Show 2^n is O(n!)

Question

I am struggling to understand why they are equal. Help would be appreciated. I have tried saying how 2^n implies doubling n times but I am not sure how that is similar to a factorial.

Answer 1

2^n and n! are not "equal". In formal mathematics, there is an important distinction that is often overlooked when people say "function a is O of b". It just means that asymptotically, b is an upper bound of a. This means that, technically, n is O(n!), 1 is O(n!), etc. These are trivial examples.
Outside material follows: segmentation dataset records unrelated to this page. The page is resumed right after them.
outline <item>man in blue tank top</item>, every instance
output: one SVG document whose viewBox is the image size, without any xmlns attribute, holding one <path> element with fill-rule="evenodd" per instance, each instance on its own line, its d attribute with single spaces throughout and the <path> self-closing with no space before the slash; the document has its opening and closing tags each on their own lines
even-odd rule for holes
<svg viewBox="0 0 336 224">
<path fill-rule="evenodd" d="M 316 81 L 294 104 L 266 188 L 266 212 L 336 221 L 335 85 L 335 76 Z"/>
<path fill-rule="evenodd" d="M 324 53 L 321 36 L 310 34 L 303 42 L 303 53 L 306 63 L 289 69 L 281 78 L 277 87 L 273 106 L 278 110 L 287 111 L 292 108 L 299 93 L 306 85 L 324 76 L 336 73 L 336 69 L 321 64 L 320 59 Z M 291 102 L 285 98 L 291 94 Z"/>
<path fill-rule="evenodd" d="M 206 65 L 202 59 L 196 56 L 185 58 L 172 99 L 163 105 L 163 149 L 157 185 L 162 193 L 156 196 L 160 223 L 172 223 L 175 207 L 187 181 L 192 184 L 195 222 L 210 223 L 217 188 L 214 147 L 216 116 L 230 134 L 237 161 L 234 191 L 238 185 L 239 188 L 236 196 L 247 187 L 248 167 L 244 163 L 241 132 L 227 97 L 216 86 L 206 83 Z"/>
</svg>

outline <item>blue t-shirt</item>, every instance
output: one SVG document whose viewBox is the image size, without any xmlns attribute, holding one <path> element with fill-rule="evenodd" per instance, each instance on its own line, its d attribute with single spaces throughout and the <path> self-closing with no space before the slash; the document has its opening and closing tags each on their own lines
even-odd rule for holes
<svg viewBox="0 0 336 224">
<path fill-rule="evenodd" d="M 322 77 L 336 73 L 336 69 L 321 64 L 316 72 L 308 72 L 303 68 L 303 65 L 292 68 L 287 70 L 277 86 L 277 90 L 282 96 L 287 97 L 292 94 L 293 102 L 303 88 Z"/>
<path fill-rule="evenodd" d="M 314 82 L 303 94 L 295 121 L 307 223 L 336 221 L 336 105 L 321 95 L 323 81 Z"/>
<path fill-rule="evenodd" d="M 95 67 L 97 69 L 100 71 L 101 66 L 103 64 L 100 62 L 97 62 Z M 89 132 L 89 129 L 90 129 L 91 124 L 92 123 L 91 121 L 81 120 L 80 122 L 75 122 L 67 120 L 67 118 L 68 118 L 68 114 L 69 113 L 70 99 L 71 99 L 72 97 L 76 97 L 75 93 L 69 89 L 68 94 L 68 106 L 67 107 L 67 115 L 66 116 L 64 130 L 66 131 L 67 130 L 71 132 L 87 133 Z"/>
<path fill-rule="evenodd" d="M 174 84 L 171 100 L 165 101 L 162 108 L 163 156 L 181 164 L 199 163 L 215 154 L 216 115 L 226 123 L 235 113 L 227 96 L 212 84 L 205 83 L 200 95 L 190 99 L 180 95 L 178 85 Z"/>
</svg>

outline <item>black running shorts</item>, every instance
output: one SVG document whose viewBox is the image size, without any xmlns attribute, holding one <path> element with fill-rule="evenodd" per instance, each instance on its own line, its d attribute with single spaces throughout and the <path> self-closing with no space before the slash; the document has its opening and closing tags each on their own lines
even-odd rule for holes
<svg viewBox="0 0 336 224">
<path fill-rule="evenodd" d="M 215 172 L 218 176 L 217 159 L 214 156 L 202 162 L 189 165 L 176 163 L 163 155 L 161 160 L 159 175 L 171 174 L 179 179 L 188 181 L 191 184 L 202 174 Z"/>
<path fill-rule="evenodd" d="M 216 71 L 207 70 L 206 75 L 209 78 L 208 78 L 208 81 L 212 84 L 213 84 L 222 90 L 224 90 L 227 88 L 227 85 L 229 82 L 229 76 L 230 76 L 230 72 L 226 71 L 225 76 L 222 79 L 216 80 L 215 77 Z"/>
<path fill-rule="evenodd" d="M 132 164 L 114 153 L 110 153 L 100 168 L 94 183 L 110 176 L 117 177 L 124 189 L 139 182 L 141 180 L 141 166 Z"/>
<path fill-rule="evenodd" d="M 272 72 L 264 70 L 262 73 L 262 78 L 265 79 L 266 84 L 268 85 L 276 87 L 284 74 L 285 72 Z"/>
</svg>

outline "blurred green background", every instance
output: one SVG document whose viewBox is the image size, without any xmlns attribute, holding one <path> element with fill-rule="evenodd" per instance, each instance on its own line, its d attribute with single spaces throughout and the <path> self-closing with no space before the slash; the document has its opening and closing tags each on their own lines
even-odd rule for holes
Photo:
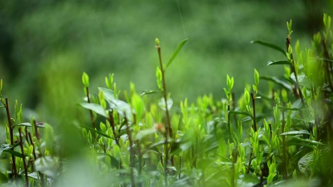
<svg viewBox="0 0 333 187">
<path fill-rule="evenodd" d="M 293 19 L 293 38 L 309 46 L 332 4 L 304 0 L 0 2 L 4 95 L 12 103 L 15 99 L 23 103 L 26 119 L 33 115 L 38 120 L 69 125 L 74 119 L 88 118 L 76 104 L 84 96 L 84 71 L 90 75 L 92 93 L 104 86 L 109 73 L 114 73 L 121 90 L 128 89 L 131 81 L 137 91 L 156 89 L 155 37 L 161 40 L 165 62 L 179 41 L 189 38 L 166 74 L 176 103 L 209 93 L 220 99 L 227 73 L 235 77 L 239 96 L 246 82 L 253 83 L 255 67 L 261 75 L 283 71 L 266 66 L 283 55 L 251 45 L 251 40 L 284 48 L 286 21 Z"/>
</svg>

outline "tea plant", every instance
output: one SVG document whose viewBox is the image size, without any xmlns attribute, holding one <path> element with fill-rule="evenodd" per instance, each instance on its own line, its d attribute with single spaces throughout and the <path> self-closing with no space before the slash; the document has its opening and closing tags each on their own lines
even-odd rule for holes
<svg viewBox="0 0 333 187">
<path fill-rule="evenodd" d="M 180 110 L 171 112 L 167 68 L 187 39 L 166 65 L 156 39 L 156 90 L 139 93 L 131 84 L 130 91 L 123 93 L 110 74 L 106 87 L 92 94 L 89 76 L 83 73 L 85 97 L 80 104 L 88 110 L 91 121 L 77 125 L 86 144 L 82 149 L 98 166 L 99 174 L 117 178 L 108 186 L 332 186 L 331 17 L 325 14 L 323 21 L 325 30 L 314 35 L 309 49 L 302 50 L 298 40 L 293 47 L 291 20 L 284 50 L 253 41 L 282 52 L 285 59 L 267 65 L 283 66 L 284 72 L 260 76 L 255 69 L 252 86 L 247 85 L 238 100 L 234 77 L 227 75 L 225 98 L 205 95 L 193 103 L 185 99 Z M 259 90 L 264 81 L 269 86 Z M 8 119 L 0 154 L 11 164 L 0 173 L 3 186 L 56 185 L 66 173 L 66 162 L 51 126 L 34 118 L 22 122 L 17 101 L 11 117 L 0 83 L 1 107 Z M 152 94 L 161 99 L 148 102 Z"/>
</svg>

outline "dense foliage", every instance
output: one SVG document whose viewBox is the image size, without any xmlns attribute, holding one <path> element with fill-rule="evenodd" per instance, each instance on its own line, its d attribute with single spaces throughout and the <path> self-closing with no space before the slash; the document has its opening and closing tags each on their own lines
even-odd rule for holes
<svg viewBox="0 0 333 187">
<path fill-rule="evenodd" d="M 86 97 L 80 105 L 91 120 L 74 125 L 86 144 L 81 150 L 84 160 L 99 169 L 95 180 L 111 177 L 102 186 L 117 187 L 331 186 L 333 45 L 331 17 L 324 15 L 323 20 L 325 29 L 314 34 L 311 49 L 293 42 L 291 20 L 285 50 L 253 41 L 281 52 L 284 59 L 267 65 L 283 66 L 284 72 L 260 76 L 255 69 L 252 85 L 237 100 L 234 77 L 227 75 L 225 98 L 204 95 L 194 103 L 185 99 L 170 112 L 174 106 L 165 74 L 172 73 L 167 68 L 187 39 L 164 64 L 156 39 L 156 90 L 138 93 L 131 84 L 123 93 L 110 74 L 106 87 L 93 94 L 84 73 Z M 263 81 L 268 86 L 259 90 Z M 22 121 L 22 105 L 17 101 L 12 111 L 2 87 L 1 80 L 0 107 L 7 117 L 7 139 L 0 147 L 6 161 L 2 186 L 61 186 L 71 167 L 63 156 L 61 135 L 33 118 Z M 152 94 L 162 98 L 151 102 Z"/>
</svg>

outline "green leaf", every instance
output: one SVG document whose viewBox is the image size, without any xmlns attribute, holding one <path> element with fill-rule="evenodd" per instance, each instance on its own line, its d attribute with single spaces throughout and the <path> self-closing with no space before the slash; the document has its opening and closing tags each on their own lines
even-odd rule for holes
<svg viewBox="0 0 333 187">
<path fill-rule="evenodd" d="M 154 93 L 163 93 L 161 90 L 143 90 L 141 91 L 141 96 L 144 96 L 145 95 L 147 95 L 147 94 L 154 94 Z"/>
<path fill-rule="evenodd" d="M 99 104 L 96 103 L 90 103 L 88 102 L 82 102 L 80 105 L 84 108 L 91 110 L 102 116 L 107 118 L 105 110 Z"/>
<path fill-rule="evenodd" d="M 314 119 L 313 119 L 313 118 L 312 118 L 312 117 L 307 118 L 305 118 L 304 119 L 299 119 L 298 118 L 294 118 L 294 119 L 296 119 L 296 120 L 299 120 L 306 122 L 308 123 L 311 123 L 314 124 Z"/>
<path fill-rule="evenodd" d="M 6 175 L 0 172 L 0 184 L 5 184 L 8 182 L 8 180 Z"/>
<path fill-rule="evenodd" d="M 105 154 L 103 154 L 103 155 Z M 115 158 L 114 156 L 111 156 L 110 154 L 106 155 L 110 156 L 111 158 L 111 166 L 116 168 L 119 168 L 120 167 L 120 161 L 118 159 Z"/>
<path fill-rule="evenodd" d="M 2 152 L 5 152 L 7 150 L 9 150 L 12 148 L 14 148 L 19 145 L 19 143 L 17 143 L 13 145 L 9 145 L 7 144 L 3 143 L 0 144 L 0 155 L 2 153 Z"/>
<path fill-rule="evenodd" d="M 141 118 L 143 115 L 145 110 L 145 103 L 141 97 L 136 93 L 134 93 L 132 96 L 131 102 L 132 102 L 132 107 L 135 111 L 136 121 L 139 122 L 141 121 Z"/>
<path fill-rule="evenodd" d="M 106 135 L 106 134 L 104 134 L 104 133 L 103 133 L 102 132 L 100 132 L 100 131 L 97 131 L 97 130 L 96 130 L 96 129 L 93 129 L 93 128 L 91 128 L 91 127 L 87 127 L 87 126 L 86 126 L 82 125 L 79 125 L 78 126 L 79 126 L 79 127 L 82 127 L 82 128 L 84 128 L 85 129 L 87 129 L 87 130 L 90 130 L 90 131 L 92 131 L 92 132 L 94 132 L 94 133 L 97 133 L 97 134 L 98 134 L 98 135 L 100 135 L 100 136 L 102 136 L 106 137 L 109 138 L 112 138 L 112 137 L 111 137 L 111 136 L 108 136 L 108 135 Z"/>
<path fill-rule="evenodd" d="M 104 95 L 104 99 L 108 102 L 111 102 L 115 100 L 113 91 L 111 89 L 105 87 L 98 87 L 98 90 L 103 92 Z"/>
<path fill-rule="evenodd" d="M 309 131 L 306 130 L 301 130 L 300 131 L 292 131 L 289 132 L 286 132 L 281 133 L 278 136 L 289 136 L 289 135 L 310 135 L 310 133 Z"/>
<path fill-rule="evenodd" d="M 35 168 L 43 174 L 55 179 L 57 176 L 57 166 L 58 164 L 58 158 L 51 156 L 45 156 L 38 158 L 35 161 Z"/>
<path fill-rule="evenodd" d="M 167 110 L 170 111 L 171 108 L 172 107 L 172 104 L 173 104 L 173 101 L 171 98 L 168 98 L 166 100 L 166 105 L 167 106 Z M 166 102 L 164 100 L 164 98 L 161 98 L 161 100 L 158 102 L 158 105 L 163 110 L 166 110 Z"/>
<path fill-rule="evenodd" d="M 85 72 L 82 74 L 82 83 L 85 87 L 89 86 L 89 76 Z"/>
<path fill-rule="evenodd" d="M 169 66 L 170 64 L 171 64 L 171 62 L 172 62 L 172 61 L 173 61 L 173 60 L 174 60 L 175 58 L 176 58 L 176 57 L 180 51 L 182 50 L 182 48 L 183 48 L 183 47 L 184 46 L 184 45 L 185 45 L 187 40 L 188 40 L 188 39 L 186 38 L 179 43 L 178 46 L 177 46 L 176 50 L 173 52 L 173 53 L 172 53 L 172 55 L 171 55 L 171 57 L 170 57 L 170 59 L 169 59 L 169 61 L 167 62 L 167 64 L 166 64 L 166 69 L 168 67 L 168 66 Z M 165 70 L 164 70 L 165 71 Z"/>
<path fill-rule="evenodd" d="M 290 62 L 287 61 L 286 60 L 281 60 L 278 61 L 269 61 L 267 62 L 267 66 L 271 65 L 290 65 Z"/>
<path fill-rule="evenodd" d="M 258 85 L 258 84 L 259 84 L 259 73 L 258 72 L 258 71 L 255 68 L 255 71 L 254 71 L 254 78 L 255 78 L 255 82 L 256 83 L 256 85 Z"/>
<path fill-rule="evenodd" d="M 163 87 L 162 87 L 162 71 L 160 68 L 157 67 L 156 68 L 156 82 L 157 83 L 157 86 L 161 90 L 163 90 Z"/>
<path fill-rule="evenodd" d="M 252 116 L 252 115 L 248 113 L 247 112 L 236 111 L 229 111 L 229 113 L 230 114 L 245 115 L 245 116 L 249 116 L 250 117 L 251 117 L 251 118 L 253 119 L 253 117 Z"/>
<path fill-rule="evenodd" d="M 314 153 L 310 152 L 306 153 L 298 160 L 298 169 L 303 173 L 306 171 L 310 162 L 314 160 Z"/>
<path fill-rule="evenodd" d="M 111 108 L 117 110 L 118 113 L 123 117 L 126 115 L 127 119 L 130 121 L 132 121 L 133 117 L 130 106 L 127 102 L 121 100 L 115 100 L 109 103 Z"/>
<path fill-rule="evenodd" d="M 298 108 L 288 108 L 288 107 L 279 107 L 278 108 L 281 109 L 284 109 L 284 110 L 292 110 L 294 111 L 301 111 L 303 110 Z"/>
<path fill-rule="evenodd" d="M 13 151 L 13 150 L 10 150 L 10 149 L 3 150 L 3 152 L 7 152 L 8 153 L 9 153 L 11 154 L 13 154 L 13 155 L 14 155 L 15 156 L 18 157 L 22 158 L 23 157 L 23 155 L 21 153 L 18 153 L 18 152 L 15 151 Z"/>
<path fill-rule="evenodd" d="M 45 126 L 45 124 L 47 124 L 47 123 L 44 123 L 42 122 L 38 122 L 36 123 L 36 126 L 37 127 L 39 128 L 44 128 Z M 25 123 L 22 123 L 20 124 L 17 124 L 16 125 L 13 125 L 13 128 L 15 128 L 16 126 L 25 126 L 25 127 L 31 127 L 31 124 L 30 123 L 28 122 L 25 122 Z"/>
<path fill-rule="evenodd" d="M 314 148 L 315 145 L 324 145 L 323 143 L 313 140 L 311 139 L 304 139 L 298 136 L 293 136 L 290 137 L 287 141 L 287 144 L 288 146 L 298 145 L 311 148 Z"/>
<path fill-rule="evenodd" d="M 283 55 L 284 56 L 286 56 L 286 52 L 284 51 L 284 50 L 283 50 L 280 47 L 277 46 L 276 45 L 271 44 L 271 43 L 265 42 L 263 42 L 263 41 L 259 41 L 259 40 L 251 41 L 251 44 L 260 44 L 261 45 L 262 45 L 262 46 L 264 46 L 265 47 L 267 47 L 275 49 L 277 51 L 278 51 L 282 52 L 282 53 L 283 54 Z"/>
</svg>

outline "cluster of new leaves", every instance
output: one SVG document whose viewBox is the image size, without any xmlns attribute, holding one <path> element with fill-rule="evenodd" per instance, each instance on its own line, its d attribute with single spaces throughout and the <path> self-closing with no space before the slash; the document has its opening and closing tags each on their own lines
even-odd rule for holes
<svg viewBox="0 0 333 187">
<path fill-rule="evenodd" d="M 292 23 L 287 23 L 285 50 L 265 42 L 252 42 L 283 54 L 285 59 L 267 64 L 283 66 L 283 75 L 260 76 L 255 69 L 252 86 L 247 85 L 238 99 L 232 91 L 234 77 L 227 75 L 225 99 L 204 95 L 193 103 L 185 99 L 179 109 L 174 107 L 170 111 L 173 102 L 166 89 L 167 68 L 187 39 L 180 43 L 166 66 L 161 43 L 156 40 L 157 90 L 139 94 L 131 84 L 130 91 L 123 94 L 110 74 L 105 78 L 107 87 L 99 87 L 92 94 L 89 76 L 84 73 L 85 97 L 80 105 L 88 110 L 91 120 L 77 127 L 100 174 L 119 179 L 110 186 L 332 186 L 331 17 L 324 15 L 325 31 L 314 34 L 311 48 L 303 50 L 298 40 L 292 45 Z M 262 81 L 267 81 L 268 86 L 261 90 L 259 88 L 264 86 L 260 85 L 267 83 Z M 0 85 L 0 90 L 2 81 Z M 162 98 L 148 102 L 148 94 L 160 94 Z M 59 153 L 52 130 L 44 124 L 45 135 L 40 139 L 37 127 L 41 123 L 33 119 L 31 123 L 16 125 L 21 116 L 21 107 L 16 106 L 16 118 L 9 119 L 6 132 L 17 125 L 25 128 L 23 136 L 30 131 L 35 135 L 30 144 L 18 140 L 24 147 L 22 152 L 15 151 L 18 145 L 8 140 L 1 145 L 0 154 L 7 152 L 13 155 L 15 159 L 11 162 L 16 160 L 13 169 L 18 170 L 18 175 L 24 170 L 28 176 L 36 177 L 25 181 L 43 186 L 42 182 L 50 178 L 52 185 L 52 179 L 62 171 L 57 165 Z M 19 132 L 14 137 L 20 137 Z M 40 164 L 50 160 L 52 164 Z M 29 166 L 31 162 L 35 165 Z M 45 165 L 53 168 L 41 166 Z M 6 179 L 18 177 L 12 170 L 4 174 Z"/>
</svg>

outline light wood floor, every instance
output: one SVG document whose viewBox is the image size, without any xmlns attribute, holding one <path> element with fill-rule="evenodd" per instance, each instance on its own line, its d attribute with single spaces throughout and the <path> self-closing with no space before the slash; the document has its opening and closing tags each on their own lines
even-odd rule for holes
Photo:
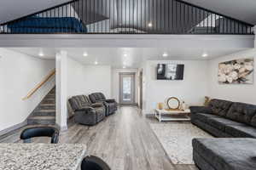
<svg viewBox="0 0 256 170">
<path fill-rule="evenodd" d="M 116 114 L 93 127 L 69 123 L 60 143 L 86 144 L 88 154 L 102 158 L 112 170 L 196 170 L 194 165 L 174 165 L 150 129 L 139 109 L 123 106 Z M 21 142 L 20 130 L 0 138 L 0 142 Z M 48 142 L 37 139 L 35 142 Z"/>
</svg>

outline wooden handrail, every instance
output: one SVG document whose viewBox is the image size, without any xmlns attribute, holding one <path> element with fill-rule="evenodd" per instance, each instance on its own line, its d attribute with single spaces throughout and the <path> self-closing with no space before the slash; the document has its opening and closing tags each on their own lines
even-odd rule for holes
<svg viewBox="0 0 256 170">
<path fill-rule="evenodd" d="M 44 79 L 41 82 L 39 82 L 33 89 L 32 89 L 28 94 L 23 98 L 22 99 L 29 99 L 38 89 L 39 89 L 45 82 L 50 79 L 51 76 L 53 76 L 55 74 L 56 71 L 55 69 L 52 70 Z"/>
</svg>

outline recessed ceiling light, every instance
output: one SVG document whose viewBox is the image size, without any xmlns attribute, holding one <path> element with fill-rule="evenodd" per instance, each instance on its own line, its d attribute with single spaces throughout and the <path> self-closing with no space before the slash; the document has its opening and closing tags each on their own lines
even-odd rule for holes
<svg viewBox="0 0 256 170">
<path fill-rule="evenodd" d="M 151 22 L 149 22 L 149 23 L 148 24 L 148 27 L 152 27 L 152 26 L 153 26 L 153 24 L 152 24 Z"/>
<path fill-rule="evenodd" d="M 44 54 L 43 52 L 40 52 L 40 53 L 38 54 L 38 55 L 39 55 L 40 57 L 44 57 Z"/>
<path fill-rule="evenodd" d="M 202 56 L 202 57 L 208 57 L 208 54 L 204 53 L 201 56 Z"/>
<path fill-rule="evenodd" d="M 87 57 L 87 56 L 88 56 L 88 54 L 87 54 L 86 52 L 84 52 L 84 53 L 83 54 L 83 55 L 84 55 L 84 57 Z"/>
<path fill-rule="evenodd" d="M 167 53 L 164 53 L 163 54 L 163 57 L 168 57 L 168 54 Z"/>
</svg>

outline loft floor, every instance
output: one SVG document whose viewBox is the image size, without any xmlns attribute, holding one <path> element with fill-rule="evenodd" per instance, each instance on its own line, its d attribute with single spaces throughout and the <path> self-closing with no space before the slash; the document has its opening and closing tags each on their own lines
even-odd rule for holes
<svg viewBox="0 0 256 170">
<path fill-rule="evenodd" d="M 174 165 L 151 130 L 148 122 L 135 106 L 122 106 L 116 114 L 93 127 L 69 122 L 60 143 L 86 144 L 88 154 L 102 157 L 113 170 L 196 170 L 194 165 Z M 22 129 L 0 142 L 21 142 Z M 39 138 L 35 142 L 48 142 Z"/>
</svg>

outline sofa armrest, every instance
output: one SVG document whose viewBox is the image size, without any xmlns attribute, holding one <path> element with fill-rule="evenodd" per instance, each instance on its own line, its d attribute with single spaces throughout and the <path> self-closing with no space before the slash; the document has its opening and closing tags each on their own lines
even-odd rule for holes
<svg viewBox="0 0 256 170">
<path fill-rule="evenodd" d="M 102 103 L 94 103 L 90 105 L 91 107 L 96 108 L 96 107 L 103 107 L 103 104 Z"/>
<path fill-rule="evenodd" d="M 190 106 L 189 107 L 191 113 L 208 113 L 212 114 L 212 110 L 209 107 L 206 106 Z"/>
<path fill-rule="evenodd" d="M 106 99 L 105 101 L 108 103 L 115 103 L 115 99 Z"/>
<path fill-rule="evenodd" d="M 91 111 L 93 110 L 93 107 L 83 107 L 83 108 L 80 108 L 80 109 L 77 109 L 75 110 L 74 111 L 77 112 L 77 111 L 85 111 L 86 113 L 89 112 L 89 111 Z"/>
</svg>

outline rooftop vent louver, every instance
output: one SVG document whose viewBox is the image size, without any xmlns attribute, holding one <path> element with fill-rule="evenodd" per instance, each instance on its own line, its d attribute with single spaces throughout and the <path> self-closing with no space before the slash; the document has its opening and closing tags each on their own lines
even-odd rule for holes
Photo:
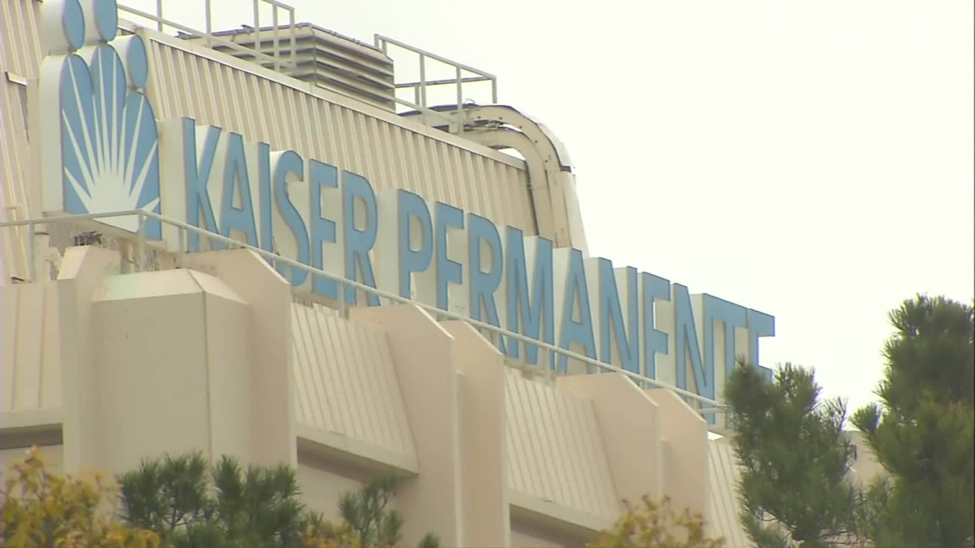
<svg viewBox="0 0 975 548">
<path fill-rule="evenodd" d="M 292 62 L 292 32 L 293 63 Z M 275 46 L 275 34 L 278 38 L 277 46 Z M 253 27 L 244 26 L 239 29 L 214 32 L 214 36 L 248 50 L 256 49 L 267 56 L 277 56 L 283 61 L 278 70 L 289 76 L 385 110 L 396 110 L 393 60 L 373 46 L 309 22 L 296 23 L 293 27 L 279 26 L 277 33 L 272 26 L 262 26 L 256 31 Z M 194 42 L 204 41 L 200 36 L 180 34 L 180 37 Z M 275 63 L 267 58 L 249 55 L 247 51 L 221 45 L 218 42 L 211 47 L 227 55 L 275 68 Z"/>
</svg>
Likewise, n! is not O(2^n).

Informally, especially in computer science, the big O notation often can be used somewhat differently to describe an asymptotic tight bound where using big Theta Θ notation might be more factually appropriate in a given context.

wikipedia

Answer 2

To prove that 2ⁿ is O(n!), you need to show that 2ⁿ ≤ M·n!, for some constant M and all values of n ≥ C, where C is also some constant.

So let's choose M = 2 and C = 1.

For n = C, we see that 2ⁿ = 2 and M·n! = 2, so indeed in that base case the 2ⁿ ≤ M·n! is true.

Assuming it holds true for some n (≥ C), does it also hold for n+1? Yes, because if 2ⁿ ≤ M·n! then also 2ⁿ⁺¹ ≤ M·(n+1)!

The left side gets multiplied with 2, while the right side gets multiplied with at least 2.

So this proves by induction that 2ⁿ ≤ M·n! for all n ≥ C, for the chosen values for M and C. By consequence 2ⁿ is O(n!).